The company had an idea: build a separate infrastructure, identical to the existing one, dedicated to performing daily data backups. This plan would have required a second network card in every server to hook into a second Fast Ethernet backbone. HiWay also considered installing Fibre Channel, but that also would have required a separate network.

Instead, HiWay decided to replace the Fast Ethernet backbone network with Gigabit Ethernet and send backup traffic over the same lines as other data. The company didn't have to install additional cards in its servers, and at $US120,000, this approach cost one-third as much as setting up a separate network, says David Hartman, manager of network systems at HiWay.

Last June, the company installed a Gigabit Ethernet backbone anchored by a pair of Foundry Networks' BigIron 4000 switches. A handful of Foundry FastIron switches link to the backbone and connect the servers through their 24 Fast Ethernet ports. Because these connections don't use Gigabit Ethernet, HiWay didn't have to upgrade the cards in the servers.

It now takes four to six hours to back up the company's 125 servers. That's still too long, Hartman says, but the bottleneck isn't the network.

The problem is the server that manages backups, a Silicon Graphics Origin 2000 machine connected to the backbone via a Gigabit Ethernet card. "We got rid of the network problem and pushed it to the CPU on the Origin 2000," Hartman says.

The server moves at a speed of only about 300Mbits per second, and Hartman is looking for Silicon Graphics to get that rate increased to about 750Mbit/sec by tweaking the network card and improving the speed of its server. Hartman's goal is to back up all the servers in just a couple of hours.

Backups are really the only reason HiWay chose Gigabit Ethernet. Without the bursts caused by the high-volume backups, less than 10 per cent of the backbone is used, Hartman says.
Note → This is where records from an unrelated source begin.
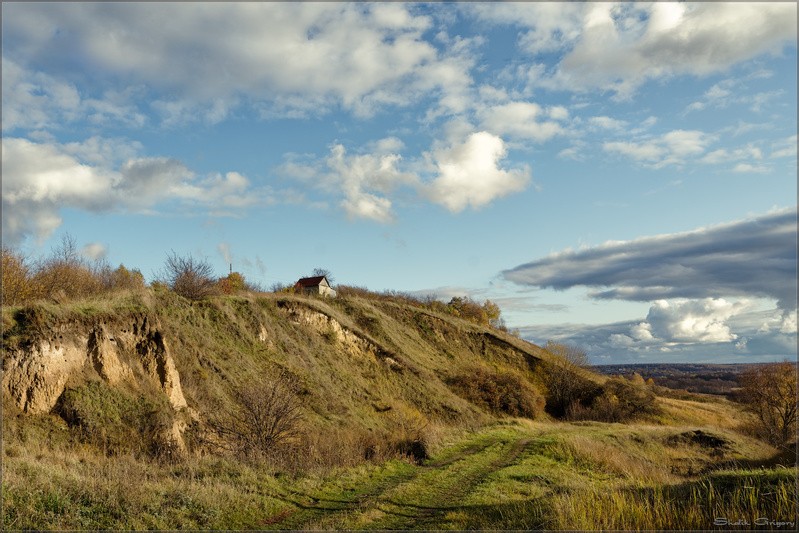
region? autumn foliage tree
[158,251,216,300]
[0,246,33,305]
[216,272,247,294]
[738,361,797,446]
[545,340,591,417]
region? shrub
[31,235,106,301]
[56,381,172,457]
[566,378,659,422]
[211,372,303,458]
[158,251,216,300]
[0,246,33,305]
[216,272,247,294]
[448,367,544,418]
[544,341,599,418]
[108,265,144,291]
[737,361,797,447]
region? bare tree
[739,361,797,446]
[311,267,335,285]
[211,372,302,457]
[158,250,215,300]
[546,340,590,417]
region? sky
[2,2,797,364]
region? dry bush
[737,361,797,447]
[216,272,247,294]
[544,341,598,418]
[448,367,545,418]
[31,235,107,301]
[157,251,216,300]
[0,246,33,305]
[566,378,659,422]
[55,381,176,459]
[106,265,144,291]
[210,372,303,458]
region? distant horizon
[2,2,797,364]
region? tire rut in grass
[360,439,529,529]
[261,432,530,529]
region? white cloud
[646,298,745,343]
[278,131,530,218]
[478,102,568,142]
[278,137,419,223]
[426,131,530,213]
[602,130,711,168]
[770,134,797,159]
[732,163,769,174]
[2,137,268,243]
[80,242,108,261]
[4,2,479,123]
[503,208,796,310]
[467,2,797,98]
[588,116,627,130]
[2,56,147,131]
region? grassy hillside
[2,289,796,529]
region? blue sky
[2,2,797,363]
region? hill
[3,288,796,529]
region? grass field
[2,291,797,530]
[3,414,797,530]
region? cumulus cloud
[278,137,418,223]
[479,102,568,142]
[588,115,627,130]
[503,207,797,310]
[425,131,530,213]
[472,2,797,98]
[637,298,743,342]
[80,242,108,261]
[2,55,147,131]
[4,2,472,122]
[278,132,530,223]
[602,130,711,168]
[2,137,268,243]
[770,134,797,159]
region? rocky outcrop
[2,316,187,413]
[278,302,405,372]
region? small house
[294,276,336,298]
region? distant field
[594,363,792,395]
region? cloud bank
[503,207,797,309]
[2,137,270,244]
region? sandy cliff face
[2,316,188,449]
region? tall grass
[552,468,797,530]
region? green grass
[2,291,797,530]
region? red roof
[295,276,329,287]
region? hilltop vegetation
[2,244,796,529]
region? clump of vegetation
[55,381,175,458]
[544,341,600,418]
[448,367,544,418]
[158,250,216,300]
[211,373,302,459]
[566,376,659,422]
[1,235,144,305]
[737,361,797,447]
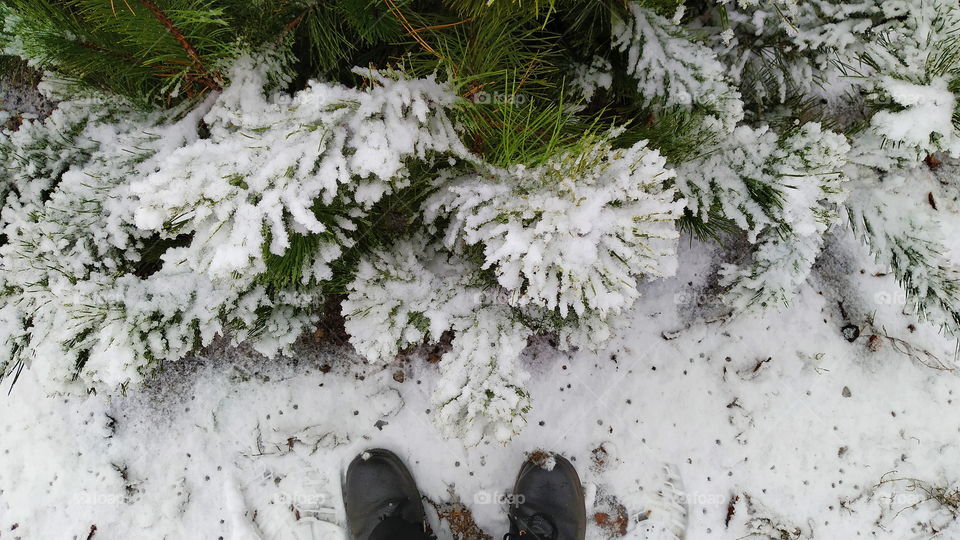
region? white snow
[0,233,960,539]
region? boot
[504,455,587,540]
[343,449,430,540]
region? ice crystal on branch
[613,2,743,132]
[425,139,683,316]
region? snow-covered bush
[343,138,683,443]
[0,0,960,443]
[613,2,743,133]
[424,139,683,316]
[677,123,849,309]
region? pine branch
[140,0,222,92]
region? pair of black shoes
[343,449,587,540]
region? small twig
[140,0,222,91]
[383,0,443,60]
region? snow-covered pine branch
[613,1,743,133]
[677,123,849,309]
[424,138,683,316]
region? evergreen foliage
[0,0,960,444]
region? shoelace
[503,514,557,540]
[380,499,409,521]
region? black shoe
[504,455,587,540]
[343,449,427,540]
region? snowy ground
[0,226,960,539]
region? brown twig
[383,0,443,60]
[140,0,221,91]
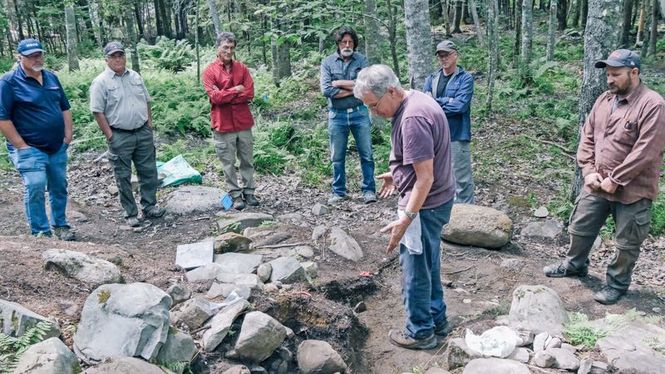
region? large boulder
[508,285,568,336]
[74,283,171,364]
[42,249,122,287]
[12,338,81,374]
[442,204,513,248]
[298,340,347,374]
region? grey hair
[215,31,236,48]
[353,65,402,100]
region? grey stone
[202,300,250,352]
[171,297,215,330]
[330,227,363,262]
[42,249,122,287]
[217,213,273,236]
[521,219,563,240]
[270,257,305,284]
[298,340,348,374]
[175,240,215,270]
[0,299,60,338]
[74,283,171,363]
[164,186,224,215]
[462,358,531,374]
[12,338,81,374]
[234,312,286,362]
[442,204,513,248]
[509,285,568,336]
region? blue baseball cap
[16,39,44,56]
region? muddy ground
[0,145,665,373]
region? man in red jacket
[203,32,259,210]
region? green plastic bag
[157,155,203,187]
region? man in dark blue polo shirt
[0,39,74,240]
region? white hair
[353,65,402,100]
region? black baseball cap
[594,49,640,69]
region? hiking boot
[125,216,141,227]
[543,262,589,278]
[53,226,76,242]
[388,330,438,349]
[233,196,245,210]
[363,191,376,204]
[593,286,626,305]
[244,194,259,206]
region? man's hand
[381,216,411,253]
[600,177,619,193]
[584,173,603,191]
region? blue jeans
[328,105,376,196]
[7,143,69,235]
[399,199,454,339]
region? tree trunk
[546,0,557,61]
[570,0,621,201]
[404,0,432,90]
[65,5,79,71]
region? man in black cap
[423,40,476,204]
[90,42,164,227]
[0,39,74,240]
[543,49,665,304]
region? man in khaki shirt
[543,49,665,304]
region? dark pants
[566,191,651,291]
[108,125,159,217]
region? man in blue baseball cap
[0,39,75,240]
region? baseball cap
[104,42,125,56]
[594,49,640,69]
[434,40,457,54]
[16,38,44,56]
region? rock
[215,232,252,253]
[521,219,563,240]
[298,340,348,374]
[509,285,568,336]
[442,204,513,248]
[533,206,550,218]
[0,299,60,338]
[312,203,330,216]
[42,249,122,287]
[12,338,81,374]
[175,240,215,270]
[74,283,171,363]
[270,257,305,284]
[155,328,198,374]
[463,358,531,374]
[202,300,250,352]
[256,263,272,283]
[171,297,215,331]
[83,357,171,374]
[234,312,286,362]
[215,253,263,274]
[330,227,363,262]
[166,283,192,305]
[217,213,273,236]
[164,186,224,215]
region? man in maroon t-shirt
[353,65,455,349]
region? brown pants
[566,191,651,290]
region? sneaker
[543,262,589,278]
[593,286,626,305]
[244,194,259,206]
[328,193,349,205]
[125,216,141,227]
[388,330,438,349]
[363,191,376,204]
[53,226,76,242]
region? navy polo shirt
[0,64,70,154]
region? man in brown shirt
[543,49,665,304]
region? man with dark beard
[543,49,665,304]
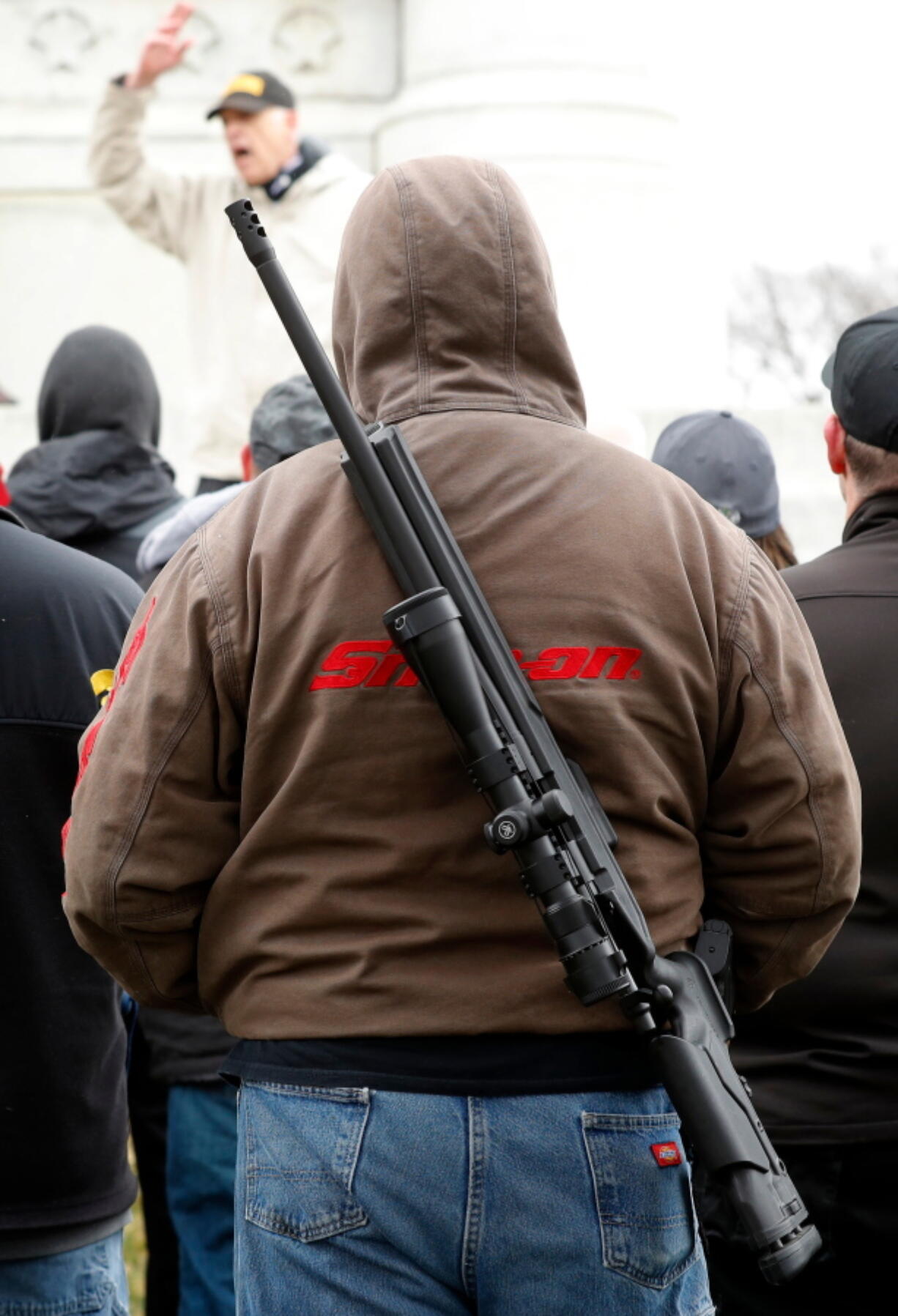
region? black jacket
[0,509,141,1243]
[733,489,898,1144]
[7,327,182,579]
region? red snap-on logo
[308,639,642,690]
[642,1142,683,1170]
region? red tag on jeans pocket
[642,1142,683,1170]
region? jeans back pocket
[582,1111,698,1288]
[240,1082,368,1242]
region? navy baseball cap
[205,70,296,119]
[652,412,779,540]
[820,307,898,453]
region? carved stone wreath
[28,5,100,73]
[272,5,342,74]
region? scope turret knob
[533,791,574,830]
[483,809,530,854]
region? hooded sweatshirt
[10,327,182,579]
[66,158,860,1089]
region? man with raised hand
[91,4,368,492]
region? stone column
[375,0,724,438]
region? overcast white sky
[653,0,898,269]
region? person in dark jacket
[130,375,335,1316]
[8,325,183,1316]
[711,308,898,1316]
[652,411,798,571]
[0,508,141,1316]
[8,325,182,579]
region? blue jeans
[166,1083,237,1316]
[236,1083,713,1316]
[0,1229,127,1316]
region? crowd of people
[0,4,898,1316]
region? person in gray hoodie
[137,375,337,588]
[8,325,182,579]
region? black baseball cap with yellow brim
[205,70,296,119]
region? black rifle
[225,200,820,1285]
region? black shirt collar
[264,137,329,201]
[842,489,898,543]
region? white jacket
[89,83,368,480]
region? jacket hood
[8,431,179,543]
[37,325,160,447]
[333,155,585,426]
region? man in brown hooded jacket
[67,158,858,1316]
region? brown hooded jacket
[67,158,858,1038]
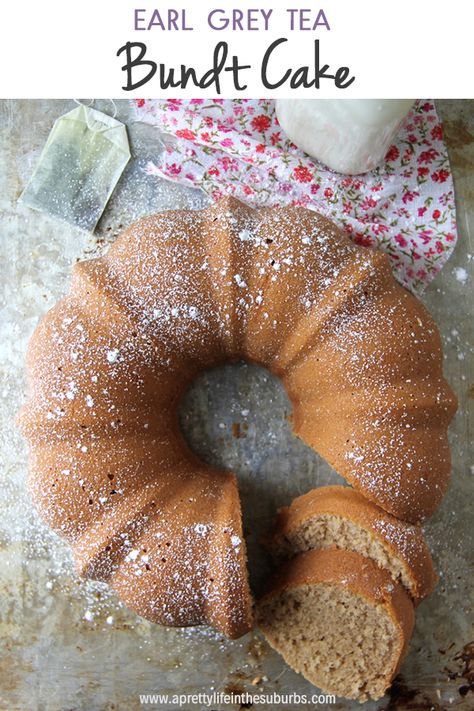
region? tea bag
[20,104,130,232]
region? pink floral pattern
[135,99,457,294]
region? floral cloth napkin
[134,99,457,294]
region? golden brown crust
[19,198,454,630]
[267,486,436,604]
[257,548,415,686]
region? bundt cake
[257,548,415,701]
[267,486,436,604]
[19,198,455,637]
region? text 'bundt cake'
[19,198,455,637]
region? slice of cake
[257,548,414,702]
[266,486,436,605]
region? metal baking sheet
[0,101,474,711]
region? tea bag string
[74,99,118,133]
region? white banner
[0,0,474,98]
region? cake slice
[257,549,414,702]
[266,486,436,605]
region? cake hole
[178,363,345,594]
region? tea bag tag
[20,104,130,232]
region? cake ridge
[20,198,454,635]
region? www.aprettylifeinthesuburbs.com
[139,691,336,708]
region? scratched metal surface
[0,101,474,711]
Because the company hosts Web sites, most of the traffic is outbound to the Internet.

"The traffic in and out of the Internet doesn't warrant Gigabit Ethernet," Hartman says. At peak times, the traffic level reaches only about 70Mbit/sec through HiWay's three T-3 lines to ISPs. But installing Gigabit Ethernet gives the company some headroom for at least the next three years, Hartman estimates.

Right now, HiWay doesn't use any of the Layer 3 functions of its BigIron switches. But one reason the company chose Foundry equipment is that it supports Open Shortest Path First (OSPF) routing. OSPF is a routing protocol that can adapt quickly to network changes.

Today, HiWay manually sets up static routes to its servers via the Cisco 7505 routers it uses to connect to the Internet. But that will change. Using OSPF, the servers will be automatically discovered, reducing the administrative burden of manually defining them, Hartman says. This will be critical as the company adds hundreds of new servers.

HiWay also plans to use Virtual Router Redundancy Protocol, a standard that defines how a backup router can automatically take over when another router fails. This way, if HiWay loses one of its two Layer 3 switches, the second can pick up the slack.

But the company hasn't had much trouble with outages. In fact, of the switches it uses, only one port on one of the switches has failed.

"That's unbelievable as far as I'm concerned," Hartman says.